Dopo cento anni dalla sua eroica impresa uno studio ha individuato il genoma di Balto, il cane eroe che salvò l’Alaska da un’epidemia di difterite che aveva colpito soprattutto i bambini.
Reso famoso dalle sue eroiche gesta, le imprese di Balto sono state raccontate anche nel film Disney che porta il suo nome. Oggi, a distanza di 100 anni, finalmente uno studio ha individuato il suo corredo genetico. Finalmente si scopre la razza del quattro zampe eroe che salvò l’Alaska da una mortale epidemia di difterite, partita dalla città di Nome. “Non è un cane, non è un lupo. Sa soltanto quello che non è“, recita una celebre frase del film d’animazione che lo vede protagonista. Ora potremmo dare un’identità genetica anche a Balto.
Ecco chi era Balto
La Corsa del siero ha reso eroi molti cani. Nel 1925, infatti, una muta di cani da slitta ha attraversato l’Alaska per portare una scorta di medicine anti-difterite nella città di Nome. Balto, in particolare, era il cane guida dell’ultima salvifica tappa di quel viaggio. Dal 1933, anno in cui questo eroe a quattro zampe è morto, Balto riposa imbalsamato nel Cleveland Museum of Natural History. Proprio qui, un team dello Zoonomia Project (un progetto internazionale di sequenziamento del genoma di 240 specie di mammiferi) ha deciso di prelevare un campione organico del cane.

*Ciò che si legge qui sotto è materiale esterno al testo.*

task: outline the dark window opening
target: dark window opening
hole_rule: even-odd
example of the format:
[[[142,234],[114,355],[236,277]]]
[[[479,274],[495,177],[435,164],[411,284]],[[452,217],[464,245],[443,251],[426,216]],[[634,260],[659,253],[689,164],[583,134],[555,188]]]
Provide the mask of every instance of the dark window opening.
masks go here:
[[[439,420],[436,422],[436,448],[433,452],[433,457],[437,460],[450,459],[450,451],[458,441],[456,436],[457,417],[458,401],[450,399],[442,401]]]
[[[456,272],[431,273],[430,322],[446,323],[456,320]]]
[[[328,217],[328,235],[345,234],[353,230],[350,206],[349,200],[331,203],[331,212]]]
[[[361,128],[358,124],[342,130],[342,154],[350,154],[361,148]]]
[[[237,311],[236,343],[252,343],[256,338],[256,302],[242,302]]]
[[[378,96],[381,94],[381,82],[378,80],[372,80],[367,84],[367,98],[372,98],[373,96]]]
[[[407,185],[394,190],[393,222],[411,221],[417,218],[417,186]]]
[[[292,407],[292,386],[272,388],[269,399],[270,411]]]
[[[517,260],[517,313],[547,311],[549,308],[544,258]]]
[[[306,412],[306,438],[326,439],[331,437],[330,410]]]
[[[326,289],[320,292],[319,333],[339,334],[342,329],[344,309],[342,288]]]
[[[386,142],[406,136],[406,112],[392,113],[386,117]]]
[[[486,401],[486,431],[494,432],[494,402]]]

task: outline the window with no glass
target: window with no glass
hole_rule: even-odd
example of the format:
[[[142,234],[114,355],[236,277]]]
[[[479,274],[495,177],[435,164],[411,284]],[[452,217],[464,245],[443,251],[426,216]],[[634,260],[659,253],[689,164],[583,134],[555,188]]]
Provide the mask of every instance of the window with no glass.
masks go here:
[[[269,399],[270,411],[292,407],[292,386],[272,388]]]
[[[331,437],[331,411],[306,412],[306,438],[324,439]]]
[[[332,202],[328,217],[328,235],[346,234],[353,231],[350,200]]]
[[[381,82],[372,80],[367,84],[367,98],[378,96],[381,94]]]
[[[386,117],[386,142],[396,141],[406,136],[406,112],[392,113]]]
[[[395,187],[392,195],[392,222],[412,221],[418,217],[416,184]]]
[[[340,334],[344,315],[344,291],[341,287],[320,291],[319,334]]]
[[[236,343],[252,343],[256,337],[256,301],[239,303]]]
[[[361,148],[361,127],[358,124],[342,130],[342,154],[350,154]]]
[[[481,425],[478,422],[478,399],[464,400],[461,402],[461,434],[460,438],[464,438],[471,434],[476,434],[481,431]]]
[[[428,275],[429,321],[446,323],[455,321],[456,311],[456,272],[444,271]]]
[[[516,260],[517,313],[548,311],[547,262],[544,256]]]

Il campione è servito per ricostruire il genoma, smentendo così alcuni luoghi comuni costruiti attorno al quattro zampe. I risultati dello studio si trovano su Science. Balto è certamente un eroe, ma fu solo uno dei 150 cani da slitta coinvolti nella Corsa del siero. I quattro zampe impegnati in questo nobile compito partirono da Anchorage in direzione Nome. Essendo pieno inverno, infatti, il porto di Nome era bloccato dal ghiaccio. E anche l’unico aereo a disposizione era stato messo fuori uso dal ghiaccio. Così si decise per una staffetta di cani.
Un cane a tutti gli effetti
Balto fu a capo dell’ultima spedizione, ma il siero viaggiò per 1.000 km percorsi dai cani in sei giorni: dal 27 gennaio al 1 febbraio 1925. Una corsa che spesso sfiorava i -20°C e i venti che peggioravano una condizione climatica già fortemente estrema. Probabilmente, anche a causa di queste situazioni estreme a cui i cani furono sottoposti si pensò che Balto non fosse un cane normale, ma metà lupo e metà cane. Tuttavia, la recente analisi ha dato una risposta a questa domanda. Balto era un cane a tutti gli effetti.
Ma, non era un Husky siberiano di razza pura, come sosteneva chi l’aveva allevato. Nel DNA analizzato si trovano, infatti, tracce di cani da slitta dell’Alaska e della Groenlandia e anche di Mastino Tibetano. Fu l’insieme di tutte queste caratteristiche genetiche, con molta probabilità, a permettere a Balto di sopravvivere alle condizioni climatiche estreme. I ricercatori sostengono che aveva un pelo a doppio strato che lo isolava con efficacia, la pelle più spessa e la capacità di digerire l’amido, poco presente nei lupi. Questo studio, ovviamente, oltre a darci una risposta concreta su questo eroico cane, ci dimostra la possibilità di effettuare studi efficaci anche su esemplari secolari, ma oggi poco conosciuti.